Une trentaine de chefs d’Etat africains se réunissent mercredi en sommet à Marrakech, en marge de la COP22, à l’initiative du Maroc qui entend y défendre les intérêts de l’Afrique face au réchauffement, mais aussi réaffirmer sa stratégie d’influence sur le continent.
Alors que la 22e conférence sur le climat bat son plein, ce sommet de « l’action africaine », selon ses organisateurs, veut « donner une nouvelle impulsion » à la lutte contre le réchauffement et à la « construction d’un modèle de développement durable » sur le continent.
Pour le roi Mohammed VI, qui a accueilli mardi à Marrakech près de 180 chefs d’Etat et ministres, la COP22 est « un tournant décisif dans le processus de mise en oeuvre de l’accord historique de Paris » sur le climat signé l’an dernier.
Pour les pays du Sud, particulièrement exposés au réchauffement, il s’agit désormais de pouvoir « bénéficier d’un soutien financier et technique urgent » pour « renforcer leurs capacités et s’adapter aux changements climatiques ».
Et d’obtenir des pays avancés qu’ils honorent leur promesse de mobiliser cent milliards de dollars d’ici à 2020 au bénéfice des pays en voie de développement, a prévenu le souverain.
Les pays du continent doivent également s’assurer de « l’implication de tous » dans le transfert de technologie, « la recherche et de l’innovation dans le domaine du climat ».
Pour cela, le sommet sera l’opportunité pour les pays africains « de se coordonner et de parler d’une seule voix pour défendre leurs positions », selon une source diplomatique marocaine haut placée.
Une trentaine de chefs d’Etat ont fait le déplacement, parmi lesquels les traditionnels alliés du royaume au sud du Sahara (Sénégal, Gabon, Côte d’Ivoire…), les pays ayant des relations suivies avec Rabat, ainsi que le Nigérian Muhammadu Buhari.
L’Afrique de l’Est sera représentée par le Kényan Uhuru Kenyatta et le Rwandais Paul Kagame, qui affiche depuis six mois sa proximité avec Mohammed VI. A noter les absences du président égyptien Abdel Fattah al-Sissi et du Premier ministre éthiopien Hailemariam Desalegn, initialement annoncés. Le Zimbabwéen Robert Mugabe, ainsi que le Soudanais Omar El-Béchir, recherché par la Cour pénale internationale (CPI), seront présents.
Le président français François Hollande devrait s’exprimer à ce sommet.
Toujours sur le climat, ce sommet est pour l’hôte marocain l’occasion de vendre son initiative Triple A en faveur de l’agriculture africaine, basée en partie sur l’accroissement de la fertilité des terres, alors que le pays – avec ses importantes réserves de phosphate – est l’un des principaux producteurs d’engrais au monde.

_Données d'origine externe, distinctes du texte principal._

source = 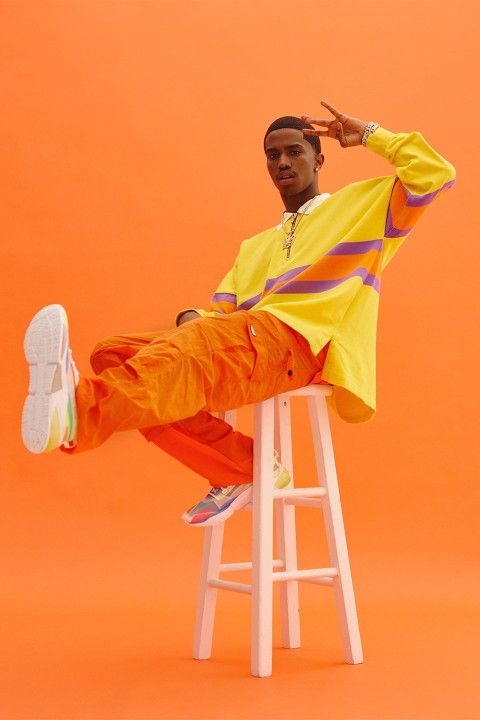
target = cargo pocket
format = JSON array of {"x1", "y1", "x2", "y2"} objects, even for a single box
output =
[{"x1": 270, "y1": 345, "x2": 301, "y2": 395}]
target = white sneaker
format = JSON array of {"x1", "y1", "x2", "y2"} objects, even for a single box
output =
[{"x1": 22, "y1": 304, "x2": 79, "y2": 453}]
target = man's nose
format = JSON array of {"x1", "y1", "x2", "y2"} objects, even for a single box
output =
[{"x1": 278, "y1": 154, "x2": 291, "y2": 168}]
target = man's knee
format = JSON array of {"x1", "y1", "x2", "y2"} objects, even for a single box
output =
[{"x1": 90, "y1": 338, "x2": 125, "y2": 374}]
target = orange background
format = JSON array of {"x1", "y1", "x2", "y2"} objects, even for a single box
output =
[{"x1": 1, "y1": 1, "x2": 479, "y2": 718}]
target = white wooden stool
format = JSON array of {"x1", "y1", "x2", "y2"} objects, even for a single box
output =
[{"x1": 192, "y1": 384, "x2": 363, "y2": 677}]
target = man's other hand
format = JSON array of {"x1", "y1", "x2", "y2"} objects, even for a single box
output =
[{"x1": 177, "y1": 310, "x2": 201, "y2": 325}]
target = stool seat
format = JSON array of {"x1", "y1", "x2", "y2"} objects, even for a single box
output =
[
  {"x1": 191, "y1": 383, "x2": 363, "y2": 677},
  {"x1": 278, "y1": 383, "x2": 334, "y2": 397}
]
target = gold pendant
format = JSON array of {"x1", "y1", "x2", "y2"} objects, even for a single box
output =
[{"x1": 283, "y1": 233, "x2": 295, "y2": 259}]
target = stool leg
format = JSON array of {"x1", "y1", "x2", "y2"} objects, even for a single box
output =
[
  {"x1": 192, "y1": 409, "x2": 236, "y2": 660},
  {"x1": 274, "y1": 396, "x2": 301, "y2": 649},
  {"x1": 307, "y1": 395, "x2": 364, "y2": 664},
  {"x1": 193, "y1": 523, "x2": 225, "y2": 659},
  {"x1": 251, "y1": 397, "x2": 275, "y2": 677}
]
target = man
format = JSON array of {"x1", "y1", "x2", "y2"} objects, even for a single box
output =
[{"x1": 21, "y1": 100, "x2": 456, "y2": 527}]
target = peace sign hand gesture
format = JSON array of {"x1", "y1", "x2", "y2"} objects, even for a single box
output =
[{"x1": 301, "y1": 100, "x2": 369, "y2": 148}]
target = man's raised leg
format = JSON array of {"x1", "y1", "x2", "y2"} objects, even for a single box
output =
[
  {"x1": 22, "y1": 304, "x2": 328, "y2": 460},
  {"x1": 87, "y1": 328, "x2": 255, "y2": 487}
]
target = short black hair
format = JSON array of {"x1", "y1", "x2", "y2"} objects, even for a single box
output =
[{"x1": 263, "y1": 115, "x2": 321, "y2": 155}]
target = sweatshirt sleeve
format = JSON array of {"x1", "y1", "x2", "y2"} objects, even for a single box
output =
[
  {"x1": 366, "y1": 126, "x2": 456, "y2": 198},
  {"x1": 175, "y1": 259, "x2": 238, "y2": 326},
  {"x1": 365, "y1": 126, "x2": 456, "y2": 269}
]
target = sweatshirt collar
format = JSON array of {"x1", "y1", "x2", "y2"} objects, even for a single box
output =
[{"x1": 275, "y1": 192, "x2": 331, "y2": 230}]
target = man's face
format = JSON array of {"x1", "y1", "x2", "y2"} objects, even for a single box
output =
[{"x1": 265, "y1": 127, "x2": 321, "y2": 195}]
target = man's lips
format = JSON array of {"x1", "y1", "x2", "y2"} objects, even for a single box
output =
[{"x1": 277, "y1": 173, "x2": 296, "y2": 184}]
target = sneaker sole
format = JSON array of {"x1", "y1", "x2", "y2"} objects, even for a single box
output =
[
  {"x1": 21, "y1": 304, "x2": 69, "y2": 453},
  {"x1": 181, "y1": 484, "x2": 253, "y2": 527}
]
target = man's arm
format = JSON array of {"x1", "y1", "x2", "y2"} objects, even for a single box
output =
[
  {"x1": 365, "y1": 126, "x2": 456, "y2": 269},
  {"x1": 302, "y1": 101, "x2": 456, "y2": 270},
  {"x1": 175, "y1": 257, "x2": 239, "y2": 326},
  {"x1": 366, "y1": 126, "x2": 456, "y2": 201},
  {"x1": 302, "y1": 100, "x2": 456, "y2": 198}
]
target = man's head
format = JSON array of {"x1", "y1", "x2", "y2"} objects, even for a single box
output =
[{"x1": 263, "y1": 116, "x2": 324, "y2": 198}]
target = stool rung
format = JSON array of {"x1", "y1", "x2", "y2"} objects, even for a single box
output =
[
  {"x1": 272, "y1": 567, "x2": 338, "y2": 583},
  {"x1": 208, "y1": 567, "x2": 338, "y2": 594},
  {"x1": 220, "y1": 560, "x2": 284, "y2": 572},
  {"x1": 209, "y1": 578, "x2": 252, "y2": 594},
  {"x1": 273, "y1": 487, "x2": 327, "y2": 499},
  {"x1": 284, "y1": 497, "x2": 323, "y2": 508},
  {"x1": 243, "y1": 487, "x2": 325, "y2": 512},
  {"x1": 300, "y1": 576, "x2": 336, "y2": 587}
]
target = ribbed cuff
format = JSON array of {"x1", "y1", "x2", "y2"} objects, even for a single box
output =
[{"x1": 364, "y1": 125, "x2": 397, "y2": 155}]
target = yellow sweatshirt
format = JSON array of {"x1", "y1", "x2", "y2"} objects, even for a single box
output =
[{"x1": 176, "y1": 126, "x2": 456, "y2": 423}]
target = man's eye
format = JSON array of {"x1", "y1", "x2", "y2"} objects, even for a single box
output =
[{"x1": 267, "y1": 150, "x2": 300, "y2": 160}]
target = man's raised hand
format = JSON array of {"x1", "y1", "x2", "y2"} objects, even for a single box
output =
[{"x1": 301, "y1": 100, "x2": 369, "y2": 148}]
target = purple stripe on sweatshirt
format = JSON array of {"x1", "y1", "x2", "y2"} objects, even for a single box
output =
[
  {"x1": 238, "y1": 261, "x2": 381, "y2": 309},
  {"x1": 364, "y1": 273, "x2": 381, "y2": 292},
  {"x1": 385, "y1": 206, "x2": 412, "y2": 239},
  {"x1": 237, "y1": 293, "x2": 263, "y2": 310},
  {"x1": 326, "y1": 239, "x2": 383, "y2": 255},
  {"x1": 263, "y1": 246, "x2": 379, "y2": 294},
  {"x1": 271, "y1": 267, "x2": 380, "y2": 295},
  {"x1": 405, "y1": 178, "x2": 456, "y2": 207},
  {"x1": 263, "y1": 264, "x2": 311, "y2": 292},
  {"x1": 240, "y1": 242, "x2": 383, "y2": 309},
  {"x1": 212, "y1": 293, "x2": 237, "y2": 304}
]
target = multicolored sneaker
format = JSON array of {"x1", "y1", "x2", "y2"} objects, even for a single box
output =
[
  {"x1": 181, "y1": 449, "x2": 291, "y2": 527},
  {"x1": 22, "y1": 304, "x2": 79, "y2": 453}
]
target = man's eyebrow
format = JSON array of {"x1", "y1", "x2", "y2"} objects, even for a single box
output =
[{"x1": 265, "y1": 143, "x2": 305, "y2": 153}]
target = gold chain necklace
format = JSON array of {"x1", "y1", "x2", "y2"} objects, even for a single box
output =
[{"x1": 281, "y1": 195, "x2": 319, "y2": 259}]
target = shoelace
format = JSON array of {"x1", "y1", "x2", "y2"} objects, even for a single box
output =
[
  {"x1": 207, "y1": 486, "x2": 234, "y2": 509},
  {"x1": 206, "y1": 484, "x2": 252, "y2": 508},
  {"x1": 273, "y1": 449, "x2": 282, "y2": 473},
  {"x1": 208, "y1": 486, "x2": 235, "y2": 499}
]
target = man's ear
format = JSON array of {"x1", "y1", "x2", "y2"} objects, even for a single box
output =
[{"x1": 316, "y1": 153, "x2": 325, "y2": 169}]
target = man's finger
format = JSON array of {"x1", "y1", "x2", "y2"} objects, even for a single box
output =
[
  {"x1": 301, "y1": 117, "x2": 333, "y2": 126},
  {"x1": 320, "y1": 100, "x2": 340, "y2": 116},
  {"x1": 336, "y1": 123, "x2": 348, "y2": 145},
  {"x1": 303, "y1": 129, "x2": 330, "y2": 137}
]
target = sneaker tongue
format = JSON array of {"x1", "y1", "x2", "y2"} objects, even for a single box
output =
[{"x1": 208, "y1": 486, "x2": 234, "y2": 507}]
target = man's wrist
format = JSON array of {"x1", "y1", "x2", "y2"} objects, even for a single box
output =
[{"x1": 361, "y1": 121, "x2": 380, "y2": 146}]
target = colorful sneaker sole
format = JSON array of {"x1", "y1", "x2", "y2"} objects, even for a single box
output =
[{"x1": 21, "y1": 304, "x2": 72, "y2": 453}]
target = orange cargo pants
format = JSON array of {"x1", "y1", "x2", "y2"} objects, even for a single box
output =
[{"x1": 60, "y1": 310, "x2": 330, "y2": 487}]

Mais l’enjeu clé pour le royaume est surtout diplomatique. En réunissant une brochette de leaders africains sur son sol, le Maroc entend démontrer son engagement très fort en Afrique, désormais au coeur de sa diplomatie. Avec comme principal enjeu la question du Sahara occidental, et comme objectif à court terme la réintégration du Maroc au sein de l’UA.
Mohammed VI enchaîne ces derniers mois les tournées diplomatiques sur le continent, non plus seulement dans sa traditionnelle zone d’influence ouest-africaine ou chez son ami le président gabonais Ali Bongo. Il revient d’un long périple au Rwanda et en Tanzanie, et devrait se rendre à Addis Abeba après la COP22.

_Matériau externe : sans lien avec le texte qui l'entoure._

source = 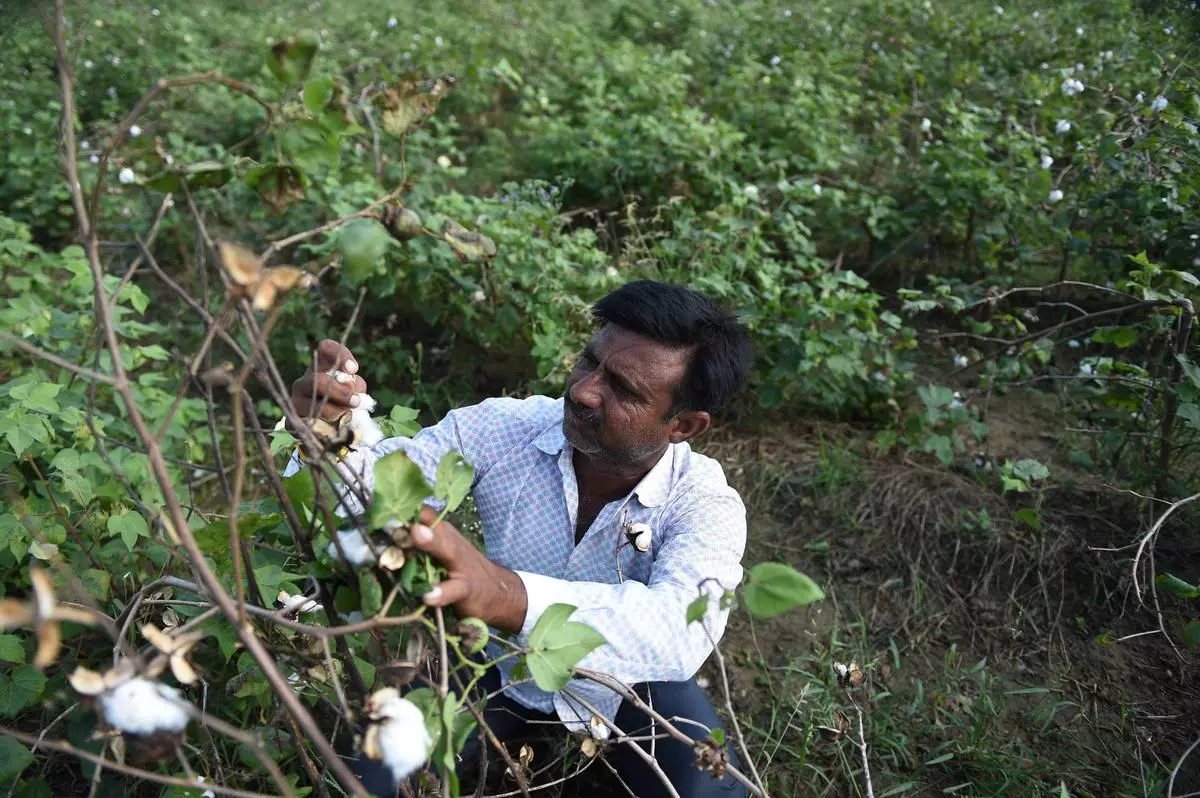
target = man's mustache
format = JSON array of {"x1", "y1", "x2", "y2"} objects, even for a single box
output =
[{"x1": 564, "y1": 396, "x2": 600, "y2": 426}]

Geste symbolique, il a prononcé son traditionnel discours du Trône le 6 novembre depuis Dakar, proclamant que « le Maroc est de retour pour retrouver sa place naturelle » en Afrique. La diplomatie marocaine, qui a procédé récemment à un important redéploiement, entend désormais exercer son influence sur tout le continent.
L’objectif affiché est de rallier le maximum de soutien sur la question du Sahara occidental, ex-colonie espagnole contrôlée depuis 1975 par Rabat, et dont le Front Polisario, soutenu par Alger, réclame l’indépendance.

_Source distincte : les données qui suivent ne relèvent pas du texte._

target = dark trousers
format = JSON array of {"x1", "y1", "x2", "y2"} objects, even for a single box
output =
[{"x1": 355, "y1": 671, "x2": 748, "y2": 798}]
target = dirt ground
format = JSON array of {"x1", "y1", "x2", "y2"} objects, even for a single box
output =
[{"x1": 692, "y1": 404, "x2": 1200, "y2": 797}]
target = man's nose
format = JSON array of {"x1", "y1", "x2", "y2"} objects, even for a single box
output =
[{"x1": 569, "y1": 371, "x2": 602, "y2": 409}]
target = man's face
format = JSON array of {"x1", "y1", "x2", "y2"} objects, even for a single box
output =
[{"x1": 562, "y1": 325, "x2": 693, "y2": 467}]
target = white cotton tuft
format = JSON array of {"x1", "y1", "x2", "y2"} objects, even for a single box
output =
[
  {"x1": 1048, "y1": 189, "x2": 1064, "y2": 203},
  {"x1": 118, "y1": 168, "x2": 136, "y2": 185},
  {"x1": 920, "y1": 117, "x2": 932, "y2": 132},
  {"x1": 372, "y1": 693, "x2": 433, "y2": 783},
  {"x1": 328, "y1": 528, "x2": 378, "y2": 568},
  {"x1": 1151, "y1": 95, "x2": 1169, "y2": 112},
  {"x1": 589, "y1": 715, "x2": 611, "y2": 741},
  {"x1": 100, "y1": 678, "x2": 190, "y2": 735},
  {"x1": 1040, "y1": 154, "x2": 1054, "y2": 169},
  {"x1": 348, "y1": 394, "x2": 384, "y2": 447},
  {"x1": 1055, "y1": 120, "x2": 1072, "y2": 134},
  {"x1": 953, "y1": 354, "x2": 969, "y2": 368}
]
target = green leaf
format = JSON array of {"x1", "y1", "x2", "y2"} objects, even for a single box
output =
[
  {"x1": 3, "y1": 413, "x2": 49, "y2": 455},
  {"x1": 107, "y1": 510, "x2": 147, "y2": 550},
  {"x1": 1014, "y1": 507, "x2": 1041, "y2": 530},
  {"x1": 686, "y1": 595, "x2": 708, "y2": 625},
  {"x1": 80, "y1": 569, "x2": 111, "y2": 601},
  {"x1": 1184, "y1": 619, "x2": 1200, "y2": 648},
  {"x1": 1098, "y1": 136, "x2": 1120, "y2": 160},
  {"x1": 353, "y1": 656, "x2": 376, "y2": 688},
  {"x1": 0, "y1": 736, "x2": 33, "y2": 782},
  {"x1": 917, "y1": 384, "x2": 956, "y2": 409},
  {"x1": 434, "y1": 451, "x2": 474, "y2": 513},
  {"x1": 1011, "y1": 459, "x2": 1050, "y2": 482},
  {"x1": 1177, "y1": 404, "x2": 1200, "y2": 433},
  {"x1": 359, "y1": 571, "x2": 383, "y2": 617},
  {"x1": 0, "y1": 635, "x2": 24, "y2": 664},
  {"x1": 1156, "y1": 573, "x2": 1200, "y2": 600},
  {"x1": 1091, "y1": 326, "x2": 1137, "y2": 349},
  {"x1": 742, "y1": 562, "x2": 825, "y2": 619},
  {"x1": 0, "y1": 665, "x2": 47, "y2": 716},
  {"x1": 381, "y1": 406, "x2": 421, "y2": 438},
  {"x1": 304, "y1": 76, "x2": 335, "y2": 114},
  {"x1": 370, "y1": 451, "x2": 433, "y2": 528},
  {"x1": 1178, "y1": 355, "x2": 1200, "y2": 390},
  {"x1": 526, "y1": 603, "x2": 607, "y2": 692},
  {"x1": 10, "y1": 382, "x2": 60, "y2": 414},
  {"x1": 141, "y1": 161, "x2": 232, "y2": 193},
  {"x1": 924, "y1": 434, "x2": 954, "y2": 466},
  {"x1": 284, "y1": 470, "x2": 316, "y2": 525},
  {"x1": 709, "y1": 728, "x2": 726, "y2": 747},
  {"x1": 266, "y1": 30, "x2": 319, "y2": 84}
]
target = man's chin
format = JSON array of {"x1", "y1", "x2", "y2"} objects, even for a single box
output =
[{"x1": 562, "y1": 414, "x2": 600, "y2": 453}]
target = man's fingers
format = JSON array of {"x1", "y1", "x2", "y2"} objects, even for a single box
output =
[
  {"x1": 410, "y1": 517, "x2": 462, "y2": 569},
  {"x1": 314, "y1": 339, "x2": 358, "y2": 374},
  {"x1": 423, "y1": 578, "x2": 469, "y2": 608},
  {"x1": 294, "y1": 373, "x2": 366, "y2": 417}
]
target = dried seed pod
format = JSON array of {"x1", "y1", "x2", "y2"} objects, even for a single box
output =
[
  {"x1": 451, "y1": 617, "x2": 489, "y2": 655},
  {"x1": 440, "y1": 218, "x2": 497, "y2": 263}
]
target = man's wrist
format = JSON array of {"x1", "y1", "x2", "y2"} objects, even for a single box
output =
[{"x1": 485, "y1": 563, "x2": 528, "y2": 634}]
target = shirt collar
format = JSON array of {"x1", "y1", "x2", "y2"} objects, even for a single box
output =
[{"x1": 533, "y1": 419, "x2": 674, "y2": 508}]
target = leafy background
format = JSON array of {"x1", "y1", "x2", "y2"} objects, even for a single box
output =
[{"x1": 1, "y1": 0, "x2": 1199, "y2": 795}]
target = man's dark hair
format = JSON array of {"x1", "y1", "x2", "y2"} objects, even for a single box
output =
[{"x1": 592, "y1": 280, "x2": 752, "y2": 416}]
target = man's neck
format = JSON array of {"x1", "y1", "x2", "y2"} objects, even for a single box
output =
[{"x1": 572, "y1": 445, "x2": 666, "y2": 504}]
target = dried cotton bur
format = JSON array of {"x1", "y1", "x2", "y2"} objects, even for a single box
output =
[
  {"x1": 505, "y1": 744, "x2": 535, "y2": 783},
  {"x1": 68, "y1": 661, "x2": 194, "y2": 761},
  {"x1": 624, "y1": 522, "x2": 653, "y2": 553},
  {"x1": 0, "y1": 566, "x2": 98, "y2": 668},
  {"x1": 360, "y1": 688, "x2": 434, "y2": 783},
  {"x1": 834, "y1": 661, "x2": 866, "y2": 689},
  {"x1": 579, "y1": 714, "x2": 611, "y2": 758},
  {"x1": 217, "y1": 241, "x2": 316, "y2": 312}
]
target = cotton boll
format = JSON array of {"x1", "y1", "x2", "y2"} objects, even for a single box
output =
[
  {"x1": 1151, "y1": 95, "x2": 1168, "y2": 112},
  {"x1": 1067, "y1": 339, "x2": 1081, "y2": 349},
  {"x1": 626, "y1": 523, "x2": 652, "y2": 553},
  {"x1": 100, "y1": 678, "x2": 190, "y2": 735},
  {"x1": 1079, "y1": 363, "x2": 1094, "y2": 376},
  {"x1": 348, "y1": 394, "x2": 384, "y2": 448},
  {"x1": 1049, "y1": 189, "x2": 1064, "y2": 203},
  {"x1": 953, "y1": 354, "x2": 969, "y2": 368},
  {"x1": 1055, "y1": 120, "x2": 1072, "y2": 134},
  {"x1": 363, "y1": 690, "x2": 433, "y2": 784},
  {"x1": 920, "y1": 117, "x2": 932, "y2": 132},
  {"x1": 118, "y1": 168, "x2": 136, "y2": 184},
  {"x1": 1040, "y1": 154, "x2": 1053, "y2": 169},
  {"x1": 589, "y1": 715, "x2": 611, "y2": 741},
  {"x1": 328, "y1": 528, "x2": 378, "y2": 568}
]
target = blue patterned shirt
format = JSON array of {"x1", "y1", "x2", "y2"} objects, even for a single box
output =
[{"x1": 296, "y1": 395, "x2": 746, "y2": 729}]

Dans l’immédiat, il s’agit d’obtenir la réintégration du Maroc au sein de l’UA, organisation que Rabat avait quittée en 1984 pour protester contre l’admission de la République arabe sahraouie démocratique (RASD) du Front Polisario.
Ce retour, annoncé à la mi-juillet par Mohammed VI et dont la demande a été formalisée officiellement en septembre, donne lieu actuellement à une sourde lutte d’influence avec le rival algérien, toujours autour de la question du Sahara.
Il doit être acté par un vote, et plusieurs questions en discussion, comme le nom du futur président de la Commission de l’UA (son organe exécutif), pourraient en influencer l’issue de façon décisive, alors que le prochain sommet de l’UA est prévu début 2016 à Addis Abeba.